An entire generation of American schoolchildren are educated in leftist pedagogy that teaches them to view their nation in simplistic binaries of oppressor and oppressed that condemns “the patriarchy.” This summer’s violence on our streets was a crash course in the effects of liberal pedagogy. But, says Hornaday, conservatives are the ones holding the best political cards and accumulating disproportionate amounts of power.

Her argument becomes even more absurd when considering supposedly underhanded conservative politicking. Reflecting on the life of deceased Supreme Court Justice Ruth Bader Ginsburg, Hornaday notes Ginsburg’s “most fervent wish . . . that I will not be replaced until a new president is installed.” Yet, Hornaday mourns, “it’s unlikely that such niceties will be observed by a party and administration that has made the shredding of once-settled norms and sacred traditions just another day at the office.”

Norms and traditions? What about Democrats’ treatment of Supreme Court nominee Robert H. Bork in 1987? Or how about their 1991 smear campaign against Clarence Thomas? Or the inexcusable treatment of Brett Kavanaugh by leftist media and the Democrats? Yet if we are to believe Hornaday, it is conservatives and Republicans who represent an unequivocal assault on “institutional integrity.” This is gaslighting at its best.

Hornaday’s indictment of the Right reaches its most risible in her portrayal of conservative political strategizing to win political races. She writes: “The right-wing has been systematically institutionalizing its agenda by way of an incrementalism strategy aimed at capturing governorships, statehouses, and the courts, and radically reshaping the entire national legal infrastructure.”
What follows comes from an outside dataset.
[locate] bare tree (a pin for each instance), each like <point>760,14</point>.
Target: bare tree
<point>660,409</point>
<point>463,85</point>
This is more-or-less accurate. But it’s also a bit rich to criticize conservatives for focusing on winning elections to pursue policy objectives. Isn’t that the whole point of democracy?
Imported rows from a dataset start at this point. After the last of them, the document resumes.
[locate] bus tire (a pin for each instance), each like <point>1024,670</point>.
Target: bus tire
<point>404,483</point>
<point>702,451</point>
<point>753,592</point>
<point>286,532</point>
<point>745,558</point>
Moreover, the GOP doesn’t exert anything remotely resembling overwhelming dominance. A total of 26 states have a Republican governor, and 29 out of 50 state legislatures (58 percent) have Republican-controlled statehouses. Of a total of 13 federal appeals courts, Republican appointees are a majority on seven courts, while Democrat appointees are a majority on six. Seven district court jurisdictions are majority Democrat-appointed, and five are majority Republican.

Hornaday wants readers to believe in a fabricated dichotomy in which well-meaning liberals focus on culture to change hearts and minds while conniving conservatives focus on politics. The left’s significant political victories in the last few decades — largely driven by cultural propaganda — is enough to prove this binary fundamentally erroneous.

Perhaps Mencken was right about newspapers making the crazy crazier. Certainly, for those who are actually persuaded by Hornaday’s reasoning, consuming the daily paper is liable to make one ignorant.